Figure 2 shows the expected increase in well productivity with increasing fracture stages. This is the argument the service providers will use to support their goal of selling more stages in any fracturing job.  In this simple example, an increase of around 17% of additional cumulative production is achieved at the end of year 5, when comparing a 15-stage fracture case to an 8-stage fracture. This means, it costs almost twice the price to get an additional 17% of increased productivity.

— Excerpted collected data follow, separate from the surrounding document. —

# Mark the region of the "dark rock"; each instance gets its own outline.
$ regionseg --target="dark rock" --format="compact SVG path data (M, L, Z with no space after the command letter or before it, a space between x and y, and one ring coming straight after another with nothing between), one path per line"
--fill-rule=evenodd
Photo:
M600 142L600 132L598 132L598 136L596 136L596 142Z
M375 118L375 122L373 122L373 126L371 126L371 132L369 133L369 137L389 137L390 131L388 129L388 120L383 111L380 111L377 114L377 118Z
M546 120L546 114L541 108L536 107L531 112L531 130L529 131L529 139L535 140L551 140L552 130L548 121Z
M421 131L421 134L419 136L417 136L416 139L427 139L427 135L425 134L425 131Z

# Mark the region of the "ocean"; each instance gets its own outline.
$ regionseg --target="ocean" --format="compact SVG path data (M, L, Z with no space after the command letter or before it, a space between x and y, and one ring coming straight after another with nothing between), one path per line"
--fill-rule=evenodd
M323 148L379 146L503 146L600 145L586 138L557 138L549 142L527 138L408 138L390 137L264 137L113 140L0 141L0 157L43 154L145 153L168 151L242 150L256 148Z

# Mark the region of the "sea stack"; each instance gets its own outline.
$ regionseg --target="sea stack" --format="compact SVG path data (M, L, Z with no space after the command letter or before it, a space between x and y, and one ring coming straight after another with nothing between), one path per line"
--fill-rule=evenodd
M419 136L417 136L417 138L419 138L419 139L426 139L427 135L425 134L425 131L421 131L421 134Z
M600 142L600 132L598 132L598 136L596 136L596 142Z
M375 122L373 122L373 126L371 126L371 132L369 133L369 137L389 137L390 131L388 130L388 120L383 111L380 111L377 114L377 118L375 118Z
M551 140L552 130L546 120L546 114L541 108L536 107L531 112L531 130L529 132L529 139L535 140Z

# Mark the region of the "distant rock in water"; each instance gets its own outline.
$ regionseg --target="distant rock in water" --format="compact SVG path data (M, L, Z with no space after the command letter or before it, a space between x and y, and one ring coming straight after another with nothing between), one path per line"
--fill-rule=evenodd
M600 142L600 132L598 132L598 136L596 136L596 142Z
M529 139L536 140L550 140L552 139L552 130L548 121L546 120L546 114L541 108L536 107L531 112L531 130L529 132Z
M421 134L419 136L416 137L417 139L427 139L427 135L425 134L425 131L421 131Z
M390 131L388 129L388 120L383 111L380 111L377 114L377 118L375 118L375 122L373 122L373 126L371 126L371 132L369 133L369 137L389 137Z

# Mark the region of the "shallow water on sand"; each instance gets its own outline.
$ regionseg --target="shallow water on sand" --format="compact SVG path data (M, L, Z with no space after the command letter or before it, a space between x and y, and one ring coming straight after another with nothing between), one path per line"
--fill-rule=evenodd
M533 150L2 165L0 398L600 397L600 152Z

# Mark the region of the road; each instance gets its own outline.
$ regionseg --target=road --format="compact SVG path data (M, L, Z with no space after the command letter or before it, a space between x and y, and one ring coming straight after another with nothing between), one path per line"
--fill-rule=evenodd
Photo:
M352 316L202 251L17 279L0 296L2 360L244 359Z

Production from Horizontal hydraulic

The increase in the number of stages is not a linear relationship with the well productivity as seen in Figure 3. The incremental productivity decreases with increasing number of stages. The incremental productivity attained when increasing the stages from 6 to 12 is higher than the one when increased from 12 to 16, and this is higher than the incremental productivity when the number of stages increases from 16 to 20. One of the possible causes for this performance is the fact that a higher number of stages, the fractures will compete with each other, in a reduced spacing, for the limited fluid volume to be produced. This behaviour supports the observation regarding the higher initial productivity for the cases with higher number of stages reaching a point in time, where the productivity will be reversed and so, the case with lower number of stages will overpass the higher number of stages case, which means a diminishing returns from higher number of stages.

Time vs Cumulative Oil as a Function of number of stages

The increase in productivity is again shown in Figure 4, where increases in number of stages will result in incremental well productivity. The question then is: what is the optimum number of stages? The answer then should come from an economic analysis, and not from simple production figures.

Productivity as a Function of Number of Stages

Using the expected NPV numbers for each number of stages case, is the only way to define the number of stages that will get the optimum productivity from the completion, as seen in Figure 5. For this example, the optimum number of stages would be the range 12 to 14, which will accomplish the highest NPV numbers.

NPV as a Function of Number of Stages

Production logging and microseismic data have established that 70% of the production comes from only 30% of the fracture stages, in other words, 70% of the stages are ineffective.

Also, it has been recognized that 70% of the wells in unconventional plays do not reach their production targets.

Those two examples show that even though there has been an outstanding progress in drilling and completion developments, still the industry should not be bragging about its achievements.  I think there is still plenty of room to be humble.